Suppose I want to use Monte Carlo to compute some probability $p$. A single MC simulation will run for $R$ iterations and calculate $p$ as the fraction of 'successes'.
Say I want to compute $p$ within an error of $E$ with a 95% confidence interval. That is, I want to find $R_0$ such that if I run the MC simulation for $R_0$ many times and obtain $p_0$, then I am $95\%$ confident that the true $p$ lies in $[p_0 - E, p_0 + E]$.
I found two possible formulas for this: one and two but they are different (albeit similar), and they also don't really seem to take $R$ into account, which doesn't make intuitive sense to me.

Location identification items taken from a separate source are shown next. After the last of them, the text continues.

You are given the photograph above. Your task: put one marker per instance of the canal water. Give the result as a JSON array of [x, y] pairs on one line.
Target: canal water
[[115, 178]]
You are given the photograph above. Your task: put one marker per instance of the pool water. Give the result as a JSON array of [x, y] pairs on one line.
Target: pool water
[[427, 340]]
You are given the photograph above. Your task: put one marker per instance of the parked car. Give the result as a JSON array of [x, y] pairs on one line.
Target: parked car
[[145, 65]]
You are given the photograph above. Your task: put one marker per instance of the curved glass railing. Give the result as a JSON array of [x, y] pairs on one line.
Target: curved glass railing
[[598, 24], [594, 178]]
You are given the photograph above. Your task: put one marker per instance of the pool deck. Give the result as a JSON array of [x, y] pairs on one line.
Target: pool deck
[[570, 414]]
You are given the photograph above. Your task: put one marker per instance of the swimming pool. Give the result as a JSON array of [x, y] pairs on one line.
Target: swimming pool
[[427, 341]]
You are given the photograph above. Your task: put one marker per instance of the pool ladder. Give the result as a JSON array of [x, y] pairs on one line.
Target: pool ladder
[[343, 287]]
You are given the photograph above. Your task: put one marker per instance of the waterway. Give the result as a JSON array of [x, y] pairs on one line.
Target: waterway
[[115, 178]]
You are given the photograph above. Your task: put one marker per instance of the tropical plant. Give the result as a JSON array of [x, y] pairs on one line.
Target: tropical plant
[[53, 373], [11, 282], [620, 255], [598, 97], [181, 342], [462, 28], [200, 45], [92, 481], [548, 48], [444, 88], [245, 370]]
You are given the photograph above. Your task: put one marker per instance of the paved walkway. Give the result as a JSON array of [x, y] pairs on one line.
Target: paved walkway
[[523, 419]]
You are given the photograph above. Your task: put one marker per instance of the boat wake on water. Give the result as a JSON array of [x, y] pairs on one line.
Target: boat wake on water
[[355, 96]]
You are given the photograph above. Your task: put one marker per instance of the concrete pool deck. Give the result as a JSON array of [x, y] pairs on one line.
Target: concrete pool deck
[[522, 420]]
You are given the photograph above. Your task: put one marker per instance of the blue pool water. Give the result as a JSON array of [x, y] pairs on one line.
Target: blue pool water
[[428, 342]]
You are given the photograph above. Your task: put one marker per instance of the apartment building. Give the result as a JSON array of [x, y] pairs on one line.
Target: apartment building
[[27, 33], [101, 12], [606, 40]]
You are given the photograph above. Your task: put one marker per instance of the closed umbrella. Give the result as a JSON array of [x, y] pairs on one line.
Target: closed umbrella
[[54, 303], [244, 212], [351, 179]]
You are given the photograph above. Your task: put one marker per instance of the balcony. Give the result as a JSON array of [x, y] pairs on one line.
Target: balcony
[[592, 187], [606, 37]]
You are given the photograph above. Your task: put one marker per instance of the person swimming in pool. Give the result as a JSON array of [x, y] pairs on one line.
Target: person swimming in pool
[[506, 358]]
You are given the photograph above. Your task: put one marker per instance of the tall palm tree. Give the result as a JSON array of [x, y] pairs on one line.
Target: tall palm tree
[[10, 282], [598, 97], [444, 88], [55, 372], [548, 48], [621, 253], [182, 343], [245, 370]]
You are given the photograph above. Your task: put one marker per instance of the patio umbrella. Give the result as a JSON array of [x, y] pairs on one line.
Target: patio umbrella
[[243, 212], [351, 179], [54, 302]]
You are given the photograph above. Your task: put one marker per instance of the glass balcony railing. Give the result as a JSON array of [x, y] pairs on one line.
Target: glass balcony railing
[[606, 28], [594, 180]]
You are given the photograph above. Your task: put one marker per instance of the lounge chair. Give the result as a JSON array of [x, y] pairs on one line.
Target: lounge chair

For instance, the second link has the formula:
$$\bigg(\frac{z_{\alpha/2} \cdot \text{std}(p)}{E}\bigg)^2$$
$\text{std}(p)$, I assume will be computed by Monte Carlo sampling $p_1, \dots, p_n$ (with some fixed $R$ iterations for each $p_i$), and the finding the standard deviation of the $p_i$. But naturally this standard deviation would decrease as $R$ increases. So it seems to me that the formula should factor in $R$ somehow, which it isn't.
Is my interpretation incorrect?
Is there a simple formula to determine number of simulations required?